Despiértenme las aves
Nunca he sido muy dado al corporativismo, y por otro lado, siendo realista, es evidente que en mi profesión, como en todas, hay de todo: gente más trabajadora, y otra más dada a implicarse lo justito, o a buscar e intensificar los momentos de holganza. Pero puedo decir muy claramente que la media general está muy alejada de cierta idea relativamente extendida de que los profesores tenemos unas larguísimas y tranquilas vacaciones, que coincidirían con las de los alumnos. No es solo que exámenes, tefegés, tefeemes, tesis y demás, prolongan la actividad de la mayoría.

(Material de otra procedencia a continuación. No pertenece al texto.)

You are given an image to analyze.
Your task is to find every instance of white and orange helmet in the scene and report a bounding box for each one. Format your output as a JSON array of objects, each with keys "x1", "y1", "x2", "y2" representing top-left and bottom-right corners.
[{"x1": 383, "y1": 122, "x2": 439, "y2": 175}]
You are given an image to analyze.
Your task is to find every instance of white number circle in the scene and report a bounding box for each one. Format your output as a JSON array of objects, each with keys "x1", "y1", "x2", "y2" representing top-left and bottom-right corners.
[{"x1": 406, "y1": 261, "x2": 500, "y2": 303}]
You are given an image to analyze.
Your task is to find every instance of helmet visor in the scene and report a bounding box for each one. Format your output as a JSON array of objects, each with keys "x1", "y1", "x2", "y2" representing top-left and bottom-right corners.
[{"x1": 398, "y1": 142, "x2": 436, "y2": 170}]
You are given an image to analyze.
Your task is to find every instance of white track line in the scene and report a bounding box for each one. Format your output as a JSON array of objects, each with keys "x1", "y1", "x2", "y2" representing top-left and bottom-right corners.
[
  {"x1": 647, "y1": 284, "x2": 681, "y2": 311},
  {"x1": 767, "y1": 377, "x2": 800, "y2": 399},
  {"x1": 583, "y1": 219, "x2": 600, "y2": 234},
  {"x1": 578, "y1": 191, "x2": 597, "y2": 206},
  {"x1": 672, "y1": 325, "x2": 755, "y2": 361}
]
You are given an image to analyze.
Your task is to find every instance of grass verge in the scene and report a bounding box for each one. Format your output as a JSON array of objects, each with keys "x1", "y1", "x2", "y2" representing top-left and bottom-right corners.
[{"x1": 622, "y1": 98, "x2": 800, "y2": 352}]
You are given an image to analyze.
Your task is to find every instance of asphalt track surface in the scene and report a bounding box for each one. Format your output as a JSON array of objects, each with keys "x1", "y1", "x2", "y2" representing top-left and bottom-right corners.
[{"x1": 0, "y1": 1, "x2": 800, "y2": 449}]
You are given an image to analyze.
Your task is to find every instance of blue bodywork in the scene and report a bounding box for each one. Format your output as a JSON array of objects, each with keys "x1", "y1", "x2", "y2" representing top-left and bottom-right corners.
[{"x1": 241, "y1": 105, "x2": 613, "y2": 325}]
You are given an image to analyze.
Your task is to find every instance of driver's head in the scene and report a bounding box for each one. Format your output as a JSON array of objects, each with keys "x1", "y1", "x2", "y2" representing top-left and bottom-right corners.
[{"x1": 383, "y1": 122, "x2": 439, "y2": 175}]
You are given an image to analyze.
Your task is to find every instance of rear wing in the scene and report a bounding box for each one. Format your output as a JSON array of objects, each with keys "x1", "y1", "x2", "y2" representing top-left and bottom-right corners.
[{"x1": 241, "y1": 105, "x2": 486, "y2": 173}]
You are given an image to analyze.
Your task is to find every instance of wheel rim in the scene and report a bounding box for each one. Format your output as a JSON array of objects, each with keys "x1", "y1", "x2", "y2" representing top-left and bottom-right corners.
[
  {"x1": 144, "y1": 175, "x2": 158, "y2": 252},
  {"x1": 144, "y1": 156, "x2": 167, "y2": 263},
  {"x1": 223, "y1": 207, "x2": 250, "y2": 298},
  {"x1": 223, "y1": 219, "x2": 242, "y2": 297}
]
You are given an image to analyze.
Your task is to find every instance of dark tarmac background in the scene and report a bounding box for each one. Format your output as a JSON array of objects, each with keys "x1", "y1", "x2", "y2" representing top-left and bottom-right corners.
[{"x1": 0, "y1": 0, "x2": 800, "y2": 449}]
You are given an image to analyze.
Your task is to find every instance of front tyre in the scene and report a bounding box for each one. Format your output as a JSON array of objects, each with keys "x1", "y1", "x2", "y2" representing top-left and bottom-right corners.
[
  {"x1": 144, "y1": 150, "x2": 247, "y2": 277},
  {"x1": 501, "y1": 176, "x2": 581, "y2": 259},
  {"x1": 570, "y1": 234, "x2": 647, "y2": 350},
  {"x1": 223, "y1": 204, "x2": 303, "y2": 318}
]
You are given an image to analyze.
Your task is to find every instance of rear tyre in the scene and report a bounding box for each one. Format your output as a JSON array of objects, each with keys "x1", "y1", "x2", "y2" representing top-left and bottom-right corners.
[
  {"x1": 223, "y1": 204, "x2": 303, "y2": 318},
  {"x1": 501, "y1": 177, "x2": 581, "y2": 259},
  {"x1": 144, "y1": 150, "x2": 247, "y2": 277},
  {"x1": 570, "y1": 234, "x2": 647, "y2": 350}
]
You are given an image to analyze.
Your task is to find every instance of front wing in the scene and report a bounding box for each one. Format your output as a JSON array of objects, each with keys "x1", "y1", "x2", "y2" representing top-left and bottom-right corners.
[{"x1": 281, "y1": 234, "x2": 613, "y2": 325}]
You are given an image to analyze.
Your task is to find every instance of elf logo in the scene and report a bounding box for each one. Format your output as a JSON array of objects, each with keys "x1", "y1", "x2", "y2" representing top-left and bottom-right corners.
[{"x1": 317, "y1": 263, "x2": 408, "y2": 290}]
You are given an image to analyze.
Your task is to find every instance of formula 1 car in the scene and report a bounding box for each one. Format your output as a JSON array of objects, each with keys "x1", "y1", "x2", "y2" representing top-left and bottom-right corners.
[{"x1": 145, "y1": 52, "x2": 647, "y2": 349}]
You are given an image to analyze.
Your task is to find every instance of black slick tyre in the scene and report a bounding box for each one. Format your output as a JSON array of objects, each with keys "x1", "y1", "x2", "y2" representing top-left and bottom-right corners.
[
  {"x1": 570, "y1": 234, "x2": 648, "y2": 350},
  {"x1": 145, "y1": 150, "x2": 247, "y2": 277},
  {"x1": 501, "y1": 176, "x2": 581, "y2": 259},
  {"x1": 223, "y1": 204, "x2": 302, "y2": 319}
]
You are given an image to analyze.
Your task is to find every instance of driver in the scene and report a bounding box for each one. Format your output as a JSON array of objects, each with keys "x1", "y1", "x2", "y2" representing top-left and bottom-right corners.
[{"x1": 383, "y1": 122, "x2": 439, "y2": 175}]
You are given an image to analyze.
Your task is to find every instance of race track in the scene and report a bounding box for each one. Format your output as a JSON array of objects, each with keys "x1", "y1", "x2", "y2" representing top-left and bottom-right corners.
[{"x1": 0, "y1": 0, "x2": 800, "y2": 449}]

Es también que, más allá de la actividad docente, suele existir una actividad investigadora y de trasferencia, más o menos extensa, que a más de uno nos ha tenido no pocos veranos enfrascados, sin vacaciones o con estas mucho más abreviadas de lo que cabría esperar: la propia tesis, las mil y una acreditaciones, los concursos para el acceso a las más variadas categorías de la carrera universitaria, alguna conferencia que aceptamos en un momento de debilidad, aquel trabajo para la obra colectiva que hay que entregar y ya no puede esperar más, o la corrección de pruebas para que el libro salga a tiempo, entretienen de forma más o menos intensa, según los casos, nuestro período estival. Así que noches de canícula y mosquitos alrededor del flexo no son infrecuentes, y a veces se obstinan en cerrar el paso a las de relajación, paseo o fiesta.
Dicho lo anterior… si al menos el ritmo de la docencia y de las mil y una gestiones burocráticas baja realmente, cabe aspirar a la ansiada tranquilidad. Y aunque no creo que lleguemos al nirvana, sí al menos se puede confiar en disfrutar de una vida algo más retirada, menos preocupada por las cosas cotidianas, en la que todo se relativice. Y mientras paseo cerca del mar o por el monte, escuchando gaviotas, chovas, colirrojos o jilgueros, pueden resonar también en mi cabeza (ya saben mis lectores la utilidad que le doy a haber aprendido poesías de memoria) aquellos versos de Fray Luis: “Despiértenme las aves,/ con su cantar sabroso no aprendido/ no los cuidados graves/ de que es siempre seguido/ el que al ajeno arbitrio está atenido”. Y es entonces cuando se comprende perfectamente que la verdadera felicidad no depende del reconocimiento de los demás, sino que nace como consecuencia de haber logrado experimentar la satisfacción de la paz interna, como se apunta en la misma Oda: “¿Qué presta a mi contento/ si soy del vano dedo señalado/ si, en busca deste viento/ ando desalentado/ con ansias vivas, con mortal cuidado?” Tranquilas vacaciones a quienes las inician en estas fechas.